視線
柚緒駆
視線
伝線したパンストは捨てない。テレビやパソコンの埃取りに使えるし、掃除機のノズルにかぶせれば家具の隙間に落ちた小物を取るときに便利だ。それに、いろんな物が磨ける。革靴、指輪、そして泥団子。
暑い。9月だというのに真夏の暑さが続く。木枠の窓の磨りガラスの向こう側には、同じような色の空があるはずだ。遠雷が聞こえる。午後からは雨が降る予報。窓枠に動く小さな影。どこから紛れ込んだのか、蝿が一匹。
やれ打つな蝿が手をする足をする
一茶が詠んだ通りだ。まるで命乞いをするかのように、しきりに前脚をこすっている。殺しはしないよ。こんなクソ暑い狭い部屋で殺虫剤まで撒きたくはない。面倒なのは嫌いなのだ。そう、嫌いなのに。
両手にはめたパンストで、真っ黒い泥団子をこする。アパートの部屋の中、汗をかきながらゴシゴシと磨く。この姿を他人が見れば、蝿のようだと思うかも知れない。事実、私は蝿のようなものだったのだけれど。彼の中では。
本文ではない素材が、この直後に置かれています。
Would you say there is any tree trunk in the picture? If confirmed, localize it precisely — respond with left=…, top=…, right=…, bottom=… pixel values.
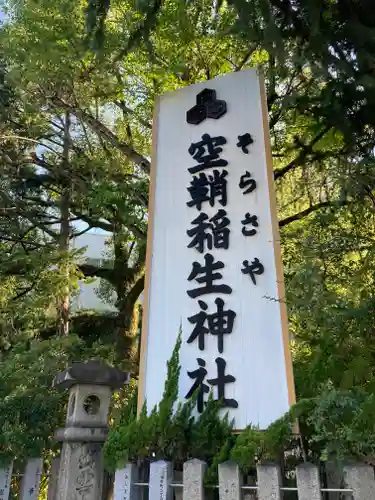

あの目がまだ笑っているような気がする。いつも微笑みを絶やさない、でもゾッとするほど冷たい目。それでも見ていて欲しかった。私だけを見ていて欲しかった。だから仕方ない。こうなったのもやむを得ない。
磨き上がった泥団子が二つ。机に置くと部屋の傾きのために転がってしまうから、クッションを机に置いて、その上に鎮座ましましていただく。 これから毎日磨こう。いずれ宝石のようにピカピカに輝くだろう。
手にはめたパンストを外し、首にかけたタオルで汗を拭った。本当に暑い。要らない物は腐る前に片付けてしまわなければ。
「そこで見ていてね」
私は二つの泥団子にそう言うと、包丁とノコギリを手に風呂場へと向かった。